Pimozide, another antipsychotic, is well known to cause QT prolongation and torsades de pointes. Forty reports (16 deaths) of serious cardiac reactions (predominantly arrhythmias) with pimozide use were reported to the Committee on Safety of Medicines from 1971 to 1995.13
Cisapride has attracted much recent attention because of reports of QT prolongation and torsades de pointes.14 Among the 34 cases of torsades de pointes and 23 cases of QT prolongation associated with cisapride reported to the Food and Drug Administration from 1993 to 1996 were four deaths and 16 resuscitated cardiac arrests.14 Many of the patients were also taking imidazole or a macrolide antibiotic, which could inhibit the P-450 CYP3A4 isoenzyme responsible for cisapride metabolism.

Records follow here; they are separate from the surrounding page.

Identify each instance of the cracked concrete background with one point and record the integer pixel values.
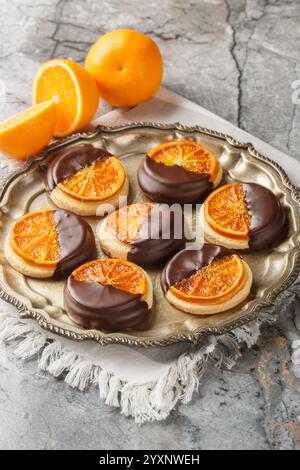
(237, 58)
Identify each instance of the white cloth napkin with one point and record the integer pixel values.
(146, 384)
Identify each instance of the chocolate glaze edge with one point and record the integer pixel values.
(150, 247)
(70, 161)
(268, 217)
(162, 183)
(76, 241)
(93, 305)
(188, 261)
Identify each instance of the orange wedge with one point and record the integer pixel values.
(114, 272)
(127, 222)
(28, 132)
(97, 182)
(34, 238)
(187, 154)
(227, 213)
(214, 283)
(73, 91)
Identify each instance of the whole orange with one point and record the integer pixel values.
(127, 66)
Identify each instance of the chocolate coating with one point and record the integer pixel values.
(268, 218)
(156, 241)
(93, 305)
(76, 241)
(187, 262)
(70, 161)
(170, 184)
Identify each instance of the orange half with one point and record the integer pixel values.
(73, 91)
(227, 213)
(189, 155)
(97, 182)
(34, 238)
(114, 272)
(28, 132)
(127, 222)
(214, 283)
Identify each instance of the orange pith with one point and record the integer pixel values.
(114, 272)
(28, 132)
(127, 222)
(97, 182)
(187, 154)
(227, 213)
(73, 91)
(34, 238)
(214, 283)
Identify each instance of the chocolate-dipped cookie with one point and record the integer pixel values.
(145, 233)
(206, 280)
(108, 294)
(49, 243)
(86, 180)
(243, 216)
(179, 171)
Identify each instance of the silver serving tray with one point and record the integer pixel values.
(274, 269)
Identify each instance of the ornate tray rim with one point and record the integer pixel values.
(122, 338)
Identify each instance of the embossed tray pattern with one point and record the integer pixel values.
(274, 269)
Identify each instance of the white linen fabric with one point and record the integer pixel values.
(146, 384)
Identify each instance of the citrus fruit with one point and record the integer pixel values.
(187, 154)
(97, 182)
(213, 283)
(127, 222)
(114, 272)
(127, 66)
(73, 91)
(226, 211)
(29, 131)
(34, 238)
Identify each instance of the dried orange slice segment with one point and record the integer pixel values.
(114, 272)
(97, 182)
(213, 283)
(34, 238)
(127, 222)
(189, 155)
(227, 213)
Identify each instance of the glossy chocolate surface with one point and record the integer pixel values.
(268, 218)
(95, 306)
(170, 184)
(76, 241)
(187, 262)
(70, 161)
(156, 241)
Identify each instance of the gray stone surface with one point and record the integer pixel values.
(237, 58)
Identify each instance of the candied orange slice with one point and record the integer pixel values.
(227, 213)
(213, 283)
(34, 238)
(127, 222)
(114, 272)
(97, 182)
(187, 154)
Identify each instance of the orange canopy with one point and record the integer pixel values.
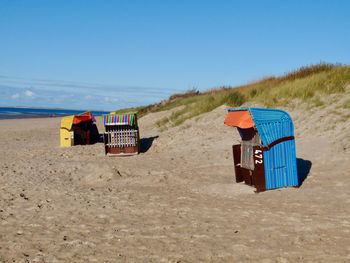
(239, 119)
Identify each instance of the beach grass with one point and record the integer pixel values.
(311, 85)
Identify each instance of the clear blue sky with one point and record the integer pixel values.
(113, 54)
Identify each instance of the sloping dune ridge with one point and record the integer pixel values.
(176, 201)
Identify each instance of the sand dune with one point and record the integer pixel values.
(174, 202)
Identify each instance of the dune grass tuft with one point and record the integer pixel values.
(307, 84)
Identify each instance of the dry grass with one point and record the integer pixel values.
(307, 84)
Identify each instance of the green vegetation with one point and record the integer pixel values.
(307, 84)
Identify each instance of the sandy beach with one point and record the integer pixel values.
(174, 202)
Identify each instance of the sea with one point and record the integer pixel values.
(20, 113)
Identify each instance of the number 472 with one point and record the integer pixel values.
(258, 156)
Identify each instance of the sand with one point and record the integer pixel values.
(175, 202)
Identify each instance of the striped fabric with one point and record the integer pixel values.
(120, 119)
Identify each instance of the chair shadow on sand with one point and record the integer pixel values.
(304, 167)
(146, 143)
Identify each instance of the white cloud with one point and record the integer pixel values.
(29, 93)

Other conditions that are likely to increase the degree of QT prolongation from drugs include organic heart disease, particularly congestive heart failure; metabolic abnormalities (such as hypokalaemia and hypomagnesaemia); and sinus bradycardia or heart block. Women are also more susceptible.
In clinical practice, adverse effects of QT prolonging drugs can be prevented by not exceeding the recommended dose; by restricting the dose in patients with pre-existing heart disease or other risk factors; and by avoiding concomitant administration of drugs that inhibit drug metabolism or excretion, prolong the QT interval, or produce hypokalaemia. The potassium concentration should be checked regularly and potassium sparing diuretics should be preferred.
If the patient develops torsades de pointes the offending drug should be stopped and electrolyte abnormalities corrected. When prescribing a QT prolonging drug, it is helpful to give the patient a warning card listing risk factors (including other drugs that prolong QT), precautions, and contraindications for coprescriptions. Although not currently implemented, we would like to recommend that drugs that prolong QT should be listed and regularly updated in a national drug catalogue (such as the British National Formulary). Any adverse event suggestive of cardiac arrhythmias should be urgently reported to drug safety authorities and drug manufacturers.
The number of non-cardiac drugs that expose patients to a significant risk of potentially lethal arrhythmias through causing QT prolongation and torsades de pointes is large. All doctors, and patients who receive these drugs, should be aware of this risk and take the precautions to minimise proarrhythmia.